Suddenly, Mourad met a Syrian clarinetist named Kinan Azmeh, who was classically trained. He began working with him in 2003 on a project on the epic of Gilgamesh. It was a 50- minute performance simultaneously about the war in Iraq and the Sumerian epic. Mourad continued: “I toured the world with it. I showed it in many museums and countries. I went to Dubai, Abu Dhabi, Damascus, Tartus (in Syria), Beirut and New York.”

Then in 2005, Mourad joined the Silk Road Project with Yo-Yo Ma (the famous Chinese-American cellist and composer), and as a part of the Silk Road Ensemble performed in many museums throughout the world, including in Nara, Japan, the Rhode Island School of Design, the Rubin Museum in New York, the Art Institute of Chicago and Harvard University.

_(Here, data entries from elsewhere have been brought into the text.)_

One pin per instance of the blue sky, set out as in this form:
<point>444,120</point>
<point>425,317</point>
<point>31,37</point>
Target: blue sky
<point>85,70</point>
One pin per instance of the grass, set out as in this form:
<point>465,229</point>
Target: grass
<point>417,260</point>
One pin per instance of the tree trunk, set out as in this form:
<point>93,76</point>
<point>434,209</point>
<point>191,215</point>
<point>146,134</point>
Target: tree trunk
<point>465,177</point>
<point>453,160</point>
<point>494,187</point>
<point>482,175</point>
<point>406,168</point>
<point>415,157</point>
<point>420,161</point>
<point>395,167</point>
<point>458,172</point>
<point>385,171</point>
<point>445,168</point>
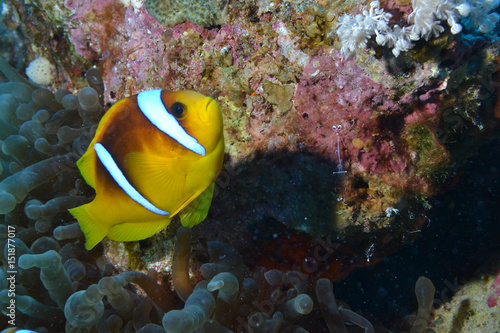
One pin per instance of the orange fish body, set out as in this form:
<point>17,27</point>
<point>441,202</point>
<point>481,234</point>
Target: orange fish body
<point>154,155</point>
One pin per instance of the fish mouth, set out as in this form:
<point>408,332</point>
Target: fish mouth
<point>210,109</point>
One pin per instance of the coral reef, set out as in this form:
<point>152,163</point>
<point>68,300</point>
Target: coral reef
<point>329,161</point>
<point>171,12</point>
<point>231,298</point>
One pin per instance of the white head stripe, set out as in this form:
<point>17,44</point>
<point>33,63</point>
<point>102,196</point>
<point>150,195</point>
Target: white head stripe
<point>152,107</point>
<point>110,165</point>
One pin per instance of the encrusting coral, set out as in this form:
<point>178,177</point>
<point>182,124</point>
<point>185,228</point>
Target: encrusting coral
<point>203,13</point>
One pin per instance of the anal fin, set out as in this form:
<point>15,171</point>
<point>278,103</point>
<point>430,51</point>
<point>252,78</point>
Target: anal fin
<point>197,210</point>
<point>136,231</point>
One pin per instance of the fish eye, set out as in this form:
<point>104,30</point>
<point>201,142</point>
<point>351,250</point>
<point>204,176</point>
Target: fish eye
<point>178,110</point>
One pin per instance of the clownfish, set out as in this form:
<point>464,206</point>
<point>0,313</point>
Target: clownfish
<point>154,155</point>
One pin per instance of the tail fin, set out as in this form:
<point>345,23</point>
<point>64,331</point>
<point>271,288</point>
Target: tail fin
<point>94,232</point>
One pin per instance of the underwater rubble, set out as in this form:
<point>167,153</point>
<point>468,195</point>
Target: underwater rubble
<point>323,155</point>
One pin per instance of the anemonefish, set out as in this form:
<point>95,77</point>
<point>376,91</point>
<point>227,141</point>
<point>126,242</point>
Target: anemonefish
<point>155,155</point>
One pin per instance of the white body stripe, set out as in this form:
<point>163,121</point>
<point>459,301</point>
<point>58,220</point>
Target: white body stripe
<point>152,107</point>
<point>110,165</point>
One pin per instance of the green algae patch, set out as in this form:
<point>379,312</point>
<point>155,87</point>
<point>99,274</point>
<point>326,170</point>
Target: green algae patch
<point>431,157</point>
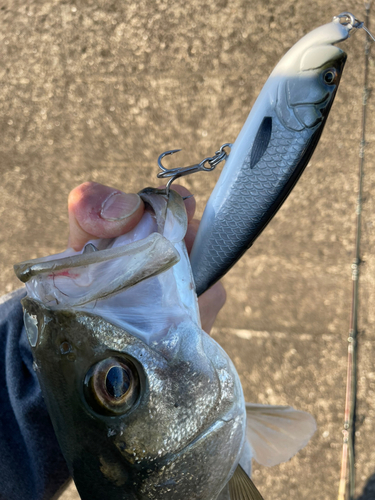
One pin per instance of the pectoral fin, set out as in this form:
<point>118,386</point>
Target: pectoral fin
<point>241,486</point>
<point>276,433</point>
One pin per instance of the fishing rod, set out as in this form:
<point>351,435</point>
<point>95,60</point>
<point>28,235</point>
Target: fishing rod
<point>347,475</point>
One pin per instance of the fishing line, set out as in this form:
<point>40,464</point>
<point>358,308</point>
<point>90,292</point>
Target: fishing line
<point>347,481</point>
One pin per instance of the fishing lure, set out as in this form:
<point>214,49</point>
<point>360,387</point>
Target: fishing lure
<point>271,151</point>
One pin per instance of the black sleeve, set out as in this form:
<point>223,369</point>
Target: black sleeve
<point>31,464</point>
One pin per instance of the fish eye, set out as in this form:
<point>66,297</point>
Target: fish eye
<point>111,386</point>
<point>330,76</point>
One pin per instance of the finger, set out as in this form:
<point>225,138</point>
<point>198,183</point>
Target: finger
<point>210,303</point>
<point>190,203</point>
<point>191,234</point>
<point>97,211</point>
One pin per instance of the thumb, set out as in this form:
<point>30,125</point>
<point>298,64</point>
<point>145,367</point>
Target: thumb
<point>97,211</point>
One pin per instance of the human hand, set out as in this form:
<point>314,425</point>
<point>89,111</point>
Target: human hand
<point>98,211</point>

He stated, “My contribution in the Silk Road Project is that …I created a story painting on a big screen, telling parts of the [specially composed] music, and later creating animation.” He did one piece with Yo-Yo Ma himself. Some of his work in the Silk Road Project was about Armenian culture, manuscripts, Gomidas and the Genocide. Mourad has collaborated with other groups and performers too, including Djivan Gasparyan at Cooper Union (April 2001).

Upcoming Performances
He has an interesting project coming up in Armenia at the end of October or early November of this year, together with his clarinetist friend Azmeh. It is about how the Arabs in Syria received the Armenians in 1915, and also about the relationship between Armenian and Arab culture. The Armenians in the Republic of Armenia built a monument to thank the Syrians, and this piece has been commissioned for the inauguration. Mourad said, “I want to go back in history and give the sense of Armenian culture, and compare it with Arab culture simultaneously, with poetry, sounds and manuscripts. It will all be recorded.”

Another exciting project will take place at the Metropolitan Museum of Art on January 22, 2011 as part of a family-oriented program to which children are welcome. It is called “Cirène,” after the name of Mourad and Tekerian’s young daughter. The storyline is taken from South Asian mythology, and is about a king seizing food from the people, and a young girl managing to get it back. Mourad performs with a dancer from the Mark Morris Dance Group, and three members of the Silk Road Project — a violinist, cellist and percussionist.

Mourad is quite busy, with several other projects. On October 30 he has an exhibition of his paintings in Los Angeles at the JK Gallery, and on November 7 he will be at the Palace of Arts in Montreal performing “Sketches of Beirut” with pianist Rami Khalifeh. On March 15, 2011, he will be in Dubai for an art festival.

Mourad attempts to both create joy and understanding through his work. He pointed out that this was true in the “Tangled Yarn” project, partly through its “live” dimension: “Life is all about magic. You have to appreciate every single moment you live. So when you see something happening in front of your eyes, you get surprised and it makes you feel much more innocent.… You see that very simple things like drawing one line on paper can represent the complexities of life. In the simplest way they can narrate something so complex — and it is believable.”

He likens the experience for viewers as a journey, and concludes, referring to his own drawing by hand: “I want the hand to lead the journey and when they come out, for them to say that we went to this world that we did not know existed.”